To overcome temptation, recognize it for what it is–and attempt by Satan to manipulate you. When you start asking questions like these, realize that you’re being deceived.
- Is it really cheating if you don’t actually have sex?
- How can it be gossip if what you’re saying is true?
- Are you sure it’s stealing if it’s just office supplies?
Defeat temptation by recognizing it for what it is–a false promise–and assert the truth.
2. Minimize temptation by meeting your deepest needs in healthy ways.
Temptation is powerful because it appeals to the deepest needs we have as human beings: love, security, self-esteem, happiness, freedom. The kicker for Eve was the desire to gain knowledge. Who doesn’t want to be smart, powerful, and in control?
The promise was false, of course. The essence of temptation is the belief that doing what you know to be wrong will somehow make you feel better.
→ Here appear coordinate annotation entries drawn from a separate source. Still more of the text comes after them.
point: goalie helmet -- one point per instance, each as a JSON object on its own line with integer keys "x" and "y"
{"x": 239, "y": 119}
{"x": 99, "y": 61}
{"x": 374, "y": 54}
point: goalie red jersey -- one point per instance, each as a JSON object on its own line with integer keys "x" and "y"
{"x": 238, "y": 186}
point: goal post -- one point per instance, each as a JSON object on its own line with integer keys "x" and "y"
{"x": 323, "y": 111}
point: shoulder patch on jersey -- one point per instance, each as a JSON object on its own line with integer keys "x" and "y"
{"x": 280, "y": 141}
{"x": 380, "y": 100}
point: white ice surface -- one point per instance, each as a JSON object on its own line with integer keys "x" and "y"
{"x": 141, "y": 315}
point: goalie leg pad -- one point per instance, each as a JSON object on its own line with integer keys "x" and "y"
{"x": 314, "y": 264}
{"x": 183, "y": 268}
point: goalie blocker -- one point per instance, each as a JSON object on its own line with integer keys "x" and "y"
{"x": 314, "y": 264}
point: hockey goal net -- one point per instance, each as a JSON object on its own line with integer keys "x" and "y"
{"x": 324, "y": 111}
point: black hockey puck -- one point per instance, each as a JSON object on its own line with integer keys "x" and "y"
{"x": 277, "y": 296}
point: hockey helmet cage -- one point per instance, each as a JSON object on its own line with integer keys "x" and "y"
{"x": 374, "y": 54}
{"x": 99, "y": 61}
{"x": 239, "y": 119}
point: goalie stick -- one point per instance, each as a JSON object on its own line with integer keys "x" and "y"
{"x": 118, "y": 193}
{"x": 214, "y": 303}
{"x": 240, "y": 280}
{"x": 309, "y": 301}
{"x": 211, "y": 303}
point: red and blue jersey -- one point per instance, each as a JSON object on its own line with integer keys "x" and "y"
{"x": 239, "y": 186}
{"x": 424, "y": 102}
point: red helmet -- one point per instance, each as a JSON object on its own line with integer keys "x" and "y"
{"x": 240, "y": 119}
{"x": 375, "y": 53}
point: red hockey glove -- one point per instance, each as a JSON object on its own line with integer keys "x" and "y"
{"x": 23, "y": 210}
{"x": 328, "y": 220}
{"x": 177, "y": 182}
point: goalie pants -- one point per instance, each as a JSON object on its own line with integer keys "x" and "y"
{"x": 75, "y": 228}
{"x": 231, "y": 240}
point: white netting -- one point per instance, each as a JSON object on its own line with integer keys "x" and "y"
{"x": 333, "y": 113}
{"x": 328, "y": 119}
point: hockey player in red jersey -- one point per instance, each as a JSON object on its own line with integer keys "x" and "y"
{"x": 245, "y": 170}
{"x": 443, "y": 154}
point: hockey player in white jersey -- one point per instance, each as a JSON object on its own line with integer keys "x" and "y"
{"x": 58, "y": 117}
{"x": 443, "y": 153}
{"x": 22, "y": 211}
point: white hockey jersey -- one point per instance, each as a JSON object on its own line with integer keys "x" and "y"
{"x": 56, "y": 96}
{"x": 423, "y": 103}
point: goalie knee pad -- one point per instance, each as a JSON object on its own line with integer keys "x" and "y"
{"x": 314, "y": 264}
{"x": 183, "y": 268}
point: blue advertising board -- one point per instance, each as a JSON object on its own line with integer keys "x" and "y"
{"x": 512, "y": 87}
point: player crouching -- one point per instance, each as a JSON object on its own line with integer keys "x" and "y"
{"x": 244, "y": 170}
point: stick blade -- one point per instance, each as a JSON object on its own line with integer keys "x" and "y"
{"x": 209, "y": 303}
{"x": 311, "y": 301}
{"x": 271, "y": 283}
What is your deepest unmet need? This is precisely where you will be most vulnerable to temptation. Recognize that need in yourself and see that it is met in healthy ways. If you do not feel important, lying about your achievements will not fill that need; creating close friendships will. If your marriage lacks intimacy, an affair will not leave you feeling valued; a deeper relationship with God will.
3. Don’t rationalize.
If temptation is to become sin, your will must become involved at some point. For awhile, all Eve did was listen to the serpent. But after awhile, she too began to play the what-if game. It sure looks good, she thought. And it is getting close to lunchtime. That was the point where she lost control–when she also began listing reasons why disobedience might be a good idea.
Don’t cooperate with the devil by creating a rationalization for sin, entertaining thoughts like these:
- I guess one time would be okay.
- I’ve had a tough week; I deserve this!
- Actually, this might wind up helping our marriage.
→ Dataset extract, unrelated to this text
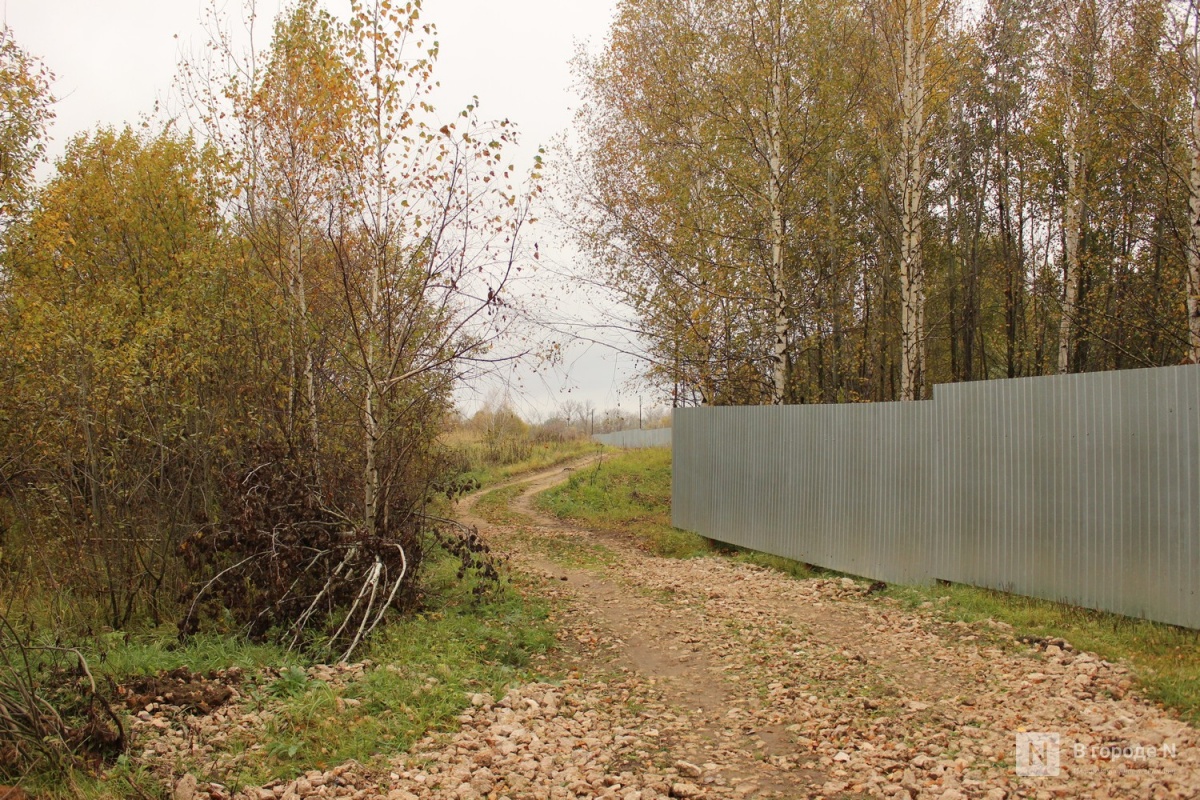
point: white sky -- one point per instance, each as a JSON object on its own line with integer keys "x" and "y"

4. Expose temptation by revealing it to someone.
Eve was tempted when alone. Together, they might have withstood temptation by reinforcing the truth to one another. Alone, she was easier prey. The same is always true for us. So one effective way to weaken temptation is to say it aloud. Inside your head, nearly any bizarre action can begin to sound right. In the company of others, temptation sounds more like what it is–a self-justifying rationalization to do something you know to be wrong.
Ask your wife if it’s okay to cheat at golf, and see how silly it sounds. Tell your best friend you’re thinking of stealing from your company and you’ll be less likely to do it.
5. Walk away.
Eve could have ended this conversation after the first exchange. She knew the truth and said it aloud. But she hung around, giving the tempter another shot. The best way to overcome temptation is to avoid it entirely by making yourself absent from the people, places, and things that tempt you.
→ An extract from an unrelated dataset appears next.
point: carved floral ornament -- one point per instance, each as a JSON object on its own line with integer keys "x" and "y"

- If you’re tempted to overeat, stay away from the fridge.
- If you have a problem with racking up debt, cut up your credit card.
- If you keep drinking too much, don’t drink at all.
Temptation is not an opportunity to prove yourself. It’s an atom bomb sitting on your doorstep. Get the heck away from it!
6. If you fail, confess it and start again.
If you’ve fallen for a particular temptation repeatedly, you may have concluded that you’re helpless in this area and will always fail. That’s just who I am, you may think. I guess I’ll never change.
Nothing could be further from the truth.
The Bible says that if we confess our sin, God is faithful and just and will forgive us our sin and cleanse us from all unrighteousness (1 Jn. 1:9). Don’t allow your failure to become permanent.
God does not intend for you to live a helpless, powerless life, constantly repeating the same mistakes. He wants you to live a victorious, holy life, growing more like Jesus every day. The Bible promises this:
The temptations in your life are no different from what others experience. And God is faithful. He will not allow the temptation to be more than you can stand. When you are tempted, he will show you a way out so that you can endure (1 Cor. 10:13).
Is it possible to overcome temptation? Yes, with God’s help, you can.
What about you? What have you found effective in battling temptation?